Criticisms alter middle school ways 90-minute periods, more honor rolls are among changes

'I love this,' says teacher

But skeptics question how rearranging days will help performance

September 21, 1997|By Erin Texeira | Erin Texeira,SUN STAFF

Before Donna Mamula's second-period reading class at Murray Hill Middle School took its first test of the year Friday, students spent 30 minutes on last-minute spelling drills and then heard a pep talk on test-taking from their teacher.

Mamula then gave them the three-part test and started on this week's lessons before it was time for the period to end.

If this doesn't sound like the time-crunched atmosphere that some teachers bemoan, that's because it isn't -- classes at Murray Hill in Laurel are 90 minutes each.

The schedules at this new school and three other middle schools are perhaps the most concrete sign that change is afoot in Howard County's middle schools.

"We wouldn't have had this kind of time before, no way," Mamula says. "Now, we'll take the tests and grade them and talk about them before class is over.
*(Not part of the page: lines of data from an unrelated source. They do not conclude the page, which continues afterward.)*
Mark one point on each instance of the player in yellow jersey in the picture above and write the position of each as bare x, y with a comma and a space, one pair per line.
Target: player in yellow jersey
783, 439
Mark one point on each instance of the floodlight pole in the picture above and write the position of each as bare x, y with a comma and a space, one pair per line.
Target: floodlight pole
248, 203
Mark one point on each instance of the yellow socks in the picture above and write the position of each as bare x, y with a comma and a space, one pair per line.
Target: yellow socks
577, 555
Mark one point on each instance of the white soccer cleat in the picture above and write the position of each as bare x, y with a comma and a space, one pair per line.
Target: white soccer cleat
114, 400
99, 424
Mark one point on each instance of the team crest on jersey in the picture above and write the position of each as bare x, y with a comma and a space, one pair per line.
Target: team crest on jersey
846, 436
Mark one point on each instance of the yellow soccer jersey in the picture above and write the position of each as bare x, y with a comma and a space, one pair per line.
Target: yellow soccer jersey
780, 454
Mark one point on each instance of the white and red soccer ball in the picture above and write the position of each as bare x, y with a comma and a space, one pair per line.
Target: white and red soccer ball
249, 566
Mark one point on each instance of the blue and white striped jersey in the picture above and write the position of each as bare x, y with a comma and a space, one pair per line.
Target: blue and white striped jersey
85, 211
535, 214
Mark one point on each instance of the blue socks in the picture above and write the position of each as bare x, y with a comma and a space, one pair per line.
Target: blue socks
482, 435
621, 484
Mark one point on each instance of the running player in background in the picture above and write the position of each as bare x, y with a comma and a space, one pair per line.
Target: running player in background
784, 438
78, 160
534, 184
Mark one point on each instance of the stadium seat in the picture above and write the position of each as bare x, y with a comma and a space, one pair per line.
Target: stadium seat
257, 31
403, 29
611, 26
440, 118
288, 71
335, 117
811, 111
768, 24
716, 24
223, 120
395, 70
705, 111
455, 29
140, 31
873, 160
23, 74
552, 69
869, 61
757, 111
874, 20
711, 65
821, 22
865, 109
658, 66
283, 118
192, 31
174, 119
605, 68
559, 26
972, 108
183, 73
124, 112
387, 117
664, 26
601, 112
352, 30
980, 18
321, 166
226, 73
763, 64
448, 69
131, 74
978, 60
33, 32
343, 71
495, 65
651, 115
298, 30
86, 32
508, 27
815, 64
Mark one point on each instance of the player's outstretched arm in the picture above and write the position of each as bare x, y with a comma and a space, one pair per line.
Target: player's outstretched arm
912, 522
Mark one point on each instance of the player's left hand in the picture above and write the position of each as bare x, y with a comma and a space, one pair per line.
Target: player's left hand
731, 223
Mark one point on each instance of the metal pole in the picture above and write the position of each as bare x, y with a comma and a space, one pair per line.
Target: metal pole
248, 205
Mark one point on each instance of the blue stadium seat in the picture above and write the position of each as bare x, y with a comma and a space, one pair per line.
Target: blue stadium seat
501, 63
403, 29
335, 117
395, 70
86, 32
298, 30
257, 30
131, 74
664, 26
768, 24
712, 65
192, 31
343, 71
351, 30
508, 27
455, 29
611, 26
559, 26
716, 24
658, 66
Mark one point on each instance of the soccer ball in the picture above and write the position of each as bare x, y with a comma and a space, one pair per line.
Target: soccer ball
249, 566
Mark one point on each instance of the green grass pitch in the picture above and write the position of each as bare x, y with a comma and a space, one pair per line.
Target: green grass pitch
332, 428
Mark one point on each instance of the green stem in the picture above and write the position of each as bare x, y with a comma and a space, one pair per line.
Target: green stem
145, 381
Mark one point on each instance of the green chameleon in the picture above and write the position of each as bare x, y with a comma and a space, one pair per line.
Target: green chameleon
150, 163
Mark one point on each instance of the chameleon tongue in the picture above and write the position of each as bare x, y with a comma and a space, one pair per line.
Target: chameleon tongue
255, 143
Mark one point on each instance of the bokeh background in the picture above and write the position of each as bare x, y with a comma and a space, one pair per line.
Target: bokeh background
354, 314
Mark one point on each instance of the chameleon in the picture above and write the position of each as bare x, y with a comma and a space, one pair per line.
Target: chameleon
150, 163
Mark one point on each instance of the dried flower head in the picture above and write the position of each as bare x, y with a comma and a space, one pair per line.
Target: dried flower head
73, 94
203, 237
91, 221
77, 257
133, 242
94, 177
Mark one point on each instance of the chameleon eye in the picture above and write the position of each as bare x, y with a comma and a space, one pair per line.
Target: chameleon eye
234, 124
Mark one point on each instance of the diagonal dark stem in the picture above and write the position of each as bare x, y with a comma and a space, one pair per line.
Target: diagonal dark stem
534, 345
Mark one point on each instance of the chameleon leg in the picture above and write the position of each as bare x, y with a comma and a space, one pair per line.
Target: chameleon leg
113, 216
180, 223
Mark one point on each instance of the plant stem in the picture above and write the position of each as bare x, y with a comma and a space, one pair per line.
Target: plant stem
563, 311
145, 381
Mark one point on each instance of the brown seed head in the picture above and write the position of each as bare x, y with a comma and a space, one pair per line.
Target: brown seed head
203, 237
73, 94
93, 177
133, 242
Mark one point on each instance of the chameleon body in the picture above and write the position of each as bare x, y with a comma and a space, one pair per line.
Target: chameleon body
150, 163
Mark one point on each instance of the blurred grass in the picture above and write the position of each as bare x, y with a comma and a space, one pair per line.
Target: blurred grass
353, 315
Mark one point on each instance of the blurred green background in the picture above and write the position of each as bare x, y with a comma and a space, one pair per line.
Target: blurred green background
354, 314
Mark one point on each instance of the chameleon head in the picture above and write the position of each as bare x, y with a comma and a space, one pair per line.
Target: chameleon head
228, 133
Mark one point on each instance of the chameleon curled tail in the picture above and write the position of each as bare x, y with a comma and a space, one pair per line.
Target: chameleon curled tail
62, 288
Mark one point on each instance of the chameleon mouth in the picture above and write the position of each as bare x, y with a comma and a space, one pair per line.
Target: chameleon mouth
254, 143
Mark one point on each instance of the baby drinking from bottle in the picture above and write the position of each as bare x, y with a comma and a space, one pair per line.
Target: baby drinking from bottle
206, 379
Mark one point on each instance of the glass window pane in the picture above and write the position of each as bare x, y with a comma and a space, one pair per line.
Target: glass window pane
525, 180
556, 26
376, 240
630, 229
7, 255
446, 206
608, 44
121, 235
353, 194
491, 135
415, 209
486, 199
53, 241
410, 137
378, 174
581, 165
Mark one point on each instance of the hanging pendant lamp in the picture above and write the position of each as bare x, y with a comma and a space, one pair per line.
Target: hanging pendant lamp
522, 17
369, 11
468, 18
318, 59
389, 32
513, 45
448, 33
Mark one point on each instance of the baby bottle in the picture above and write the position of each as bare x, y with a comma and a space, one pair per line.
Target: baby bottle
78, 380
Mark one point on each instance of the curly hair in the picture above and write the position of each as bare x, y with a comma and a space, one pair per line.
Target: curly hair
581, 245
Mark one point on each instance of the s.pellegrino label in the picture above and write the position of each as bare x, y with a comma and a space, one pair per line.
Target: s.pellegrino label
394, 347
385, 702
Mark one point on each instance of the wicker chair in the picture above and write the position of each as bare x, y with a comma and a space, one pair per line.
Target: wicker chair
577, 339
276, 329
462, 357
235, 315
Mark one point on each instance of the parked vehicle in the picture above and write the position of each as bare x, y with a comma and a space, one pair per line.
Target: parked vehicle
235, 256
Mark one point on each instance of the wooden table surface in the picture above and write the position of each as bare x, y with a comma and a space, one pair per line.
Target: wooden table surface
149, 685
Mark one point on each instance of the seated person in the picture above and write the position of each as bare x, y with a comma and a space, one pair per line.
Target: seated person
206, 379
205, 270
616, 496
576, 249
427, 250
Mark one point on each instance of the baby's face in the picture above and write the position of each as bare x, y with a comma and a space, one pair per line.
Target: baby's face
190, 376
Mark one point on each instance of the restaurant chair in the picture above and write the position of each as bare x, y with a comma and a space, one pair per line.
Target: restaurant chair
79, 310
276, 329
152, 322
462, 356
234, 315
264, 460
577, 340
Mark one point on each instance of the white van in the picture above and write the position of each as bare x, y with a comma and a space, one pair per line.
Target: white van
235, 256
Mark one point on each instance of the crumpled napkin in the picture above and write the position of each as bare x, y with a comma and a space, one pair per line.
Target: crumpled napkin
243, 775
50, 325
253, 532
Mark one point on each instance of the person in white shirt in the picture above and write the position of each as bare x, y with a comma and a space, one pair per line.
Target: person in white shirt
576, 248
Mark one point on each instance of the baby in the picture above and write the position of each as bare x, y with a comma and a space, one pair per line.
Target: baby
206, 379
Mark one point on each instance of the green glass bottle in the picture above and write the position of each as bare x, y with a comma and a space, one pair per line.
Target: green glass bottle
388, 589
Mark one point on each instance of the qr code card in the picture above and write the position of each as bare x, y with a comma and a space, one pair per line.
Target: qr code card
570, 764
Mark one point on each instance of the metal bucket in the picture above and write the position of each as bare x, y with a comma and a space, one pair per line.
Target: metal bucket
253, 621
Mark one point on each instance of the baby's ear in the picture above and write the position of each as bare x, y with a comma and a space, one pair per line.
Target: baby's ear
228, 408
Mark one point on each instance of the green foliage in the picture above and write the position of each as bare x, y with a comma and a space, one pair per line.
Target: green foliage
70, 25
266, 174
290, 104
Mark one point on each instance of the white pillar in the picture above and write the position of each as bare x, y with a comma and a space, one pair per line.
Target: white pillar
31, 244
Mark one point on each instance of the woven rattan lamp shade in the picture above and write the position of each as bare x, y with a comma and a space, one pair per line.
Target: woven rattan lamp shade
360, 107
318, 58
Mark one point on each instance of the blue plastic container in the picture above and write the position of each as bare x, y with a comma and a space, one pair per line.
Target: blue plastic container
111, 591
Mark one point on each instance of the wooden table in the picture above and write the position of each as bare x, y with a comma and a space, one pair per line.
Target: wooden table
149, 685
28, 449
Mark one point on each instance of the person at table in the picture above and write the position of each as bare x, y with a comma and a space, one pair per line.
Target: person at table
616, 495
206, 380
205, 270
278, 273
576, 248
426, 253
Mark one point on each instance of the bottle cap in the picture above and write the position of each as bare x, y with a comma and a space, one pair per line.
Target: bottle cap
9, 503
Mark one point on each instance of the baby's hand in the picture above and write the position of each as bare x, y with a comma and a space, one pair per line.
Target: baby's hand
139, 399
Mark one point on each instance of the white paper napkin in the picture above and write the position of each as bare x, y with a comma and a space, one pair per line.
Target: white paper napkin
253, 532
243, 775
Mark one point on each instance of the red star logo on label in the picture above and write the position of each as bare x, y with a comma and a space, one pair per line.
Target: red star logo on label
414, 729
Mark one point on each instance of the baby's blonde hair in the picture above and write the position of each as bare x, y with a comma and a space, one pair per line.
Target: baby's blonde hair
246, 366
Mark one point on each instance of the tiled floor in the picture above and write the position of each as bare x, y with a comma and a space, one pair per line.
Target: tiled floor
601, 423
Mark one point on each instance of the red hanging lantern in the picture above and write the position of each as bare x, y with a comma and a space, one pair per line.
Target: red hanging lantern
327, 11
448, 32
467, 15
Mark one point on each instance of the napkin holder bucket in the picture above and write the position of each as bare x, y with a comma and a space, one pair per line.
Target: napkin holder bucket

I love this."

Almost a year after a parents' group released a sweeping, largely critical evaluation of middle schools in Howard County, the school board has yet to take official action.

But nearly every campus has made changes -- some small, some big -- that have altered many of the fundamentals in the schools, according to Alice Haskins, the county's instructional coordinator in charge of middle schools.

Although once considered unfair to below-average students, honor rolls are being used in more middle schools than ever.

Many have squeezed a few minutes out of lunch and most have increased classroom time by as much as 60 minutes daily.

The so-called exploratory period -- once reserved for some electives and instruction on such topics as interpersonal conduct -- has been incorporated into other periods at some schools, renamed and revamped at others.

Although standards -- academic material that students are expected to understand by the end of each grade level -- were put in place last year for sixth-graders, this year, for the first time, seventh- and eighth-grade standards were issued to all teachers.

Momentum for revisions

"In my tenure in county schools, this is one of the first times I've seen such a momentum to change in middle schools," says Haskins, who has been in the Howard system 23 years.

"I'm seeing more emphasis on group involvement and building higher thinking skills," she says. "Now, we're seeing the very system involved in charting a course for middle schools."

Conversations with dozens of middle school students, parents, teachers and administrators reveal that so far, most changes have been well-received.

"I think the school and our community has been thinking, and that's one of the best things that's happened out of the evaluation," said Michael Goins, principal at Owen Brown Middle School, which has a new schedule this year. "It's getting people thinking about what we do and why we do it that way. The climate for change is ripe."

Dozens of recommendations

The 180-page middle school evaluation, released in October, and a concurrent report by two consultants contain dozens of recommendations about Howard County's middle schools.

Both struck a chord among many Howard parents, who have long complained that county middle schools focus more on self-esteem than academics, and at times seem to lack direction.

"I do think middle schools focus too much on self-esteem sometimes," says Anna Fiorio, whose son and daughter attend Clarksville Middle. "I think self-esteem is important, but you have to balance it out."

In May, Howard school officials issued a response to the evaluation. A public hearing was held in June, and the school board has held three work sessions on the topic.

A second public hearing is scheduled for Thursday at county education department headquarters.

The cost of change

Although school board members have yet to take official action in response to the evaluation, the board has set aside $80,000 for schools to start making changes.

Schools Superintendent Michael E. Hickey this month laid out his priorities in response to the parents' evaluations. Among them are revamping the report card, instituting in-school suspensions and increasing time for academic instruction.

So far, about $12,000 has been spent to devise new class schedules in some schools, Haskins says. In March, the school board hired a consultant to give workshops on so-called block scheduling, and in-service planning sessions were held during the summer.

Several versions of the schedules are being used at Owen Brown, Murray Hill, Clarksville and Patuxent Valley middle schools.

Though each school has a different schedule, students don't take every class every day, and those they do take last up to 90 minutes, twice as long as before.

Scheduling methods

At Murray Hill, students switch between two schedules, called A and B days. (Signs are posted throughout the school each day to remind students which day it is.) They have periods in math and reading/English every day. On alternate days, students take either social studies or science, along with an elective and physical education/health.

Similar schedules are in place at other schools.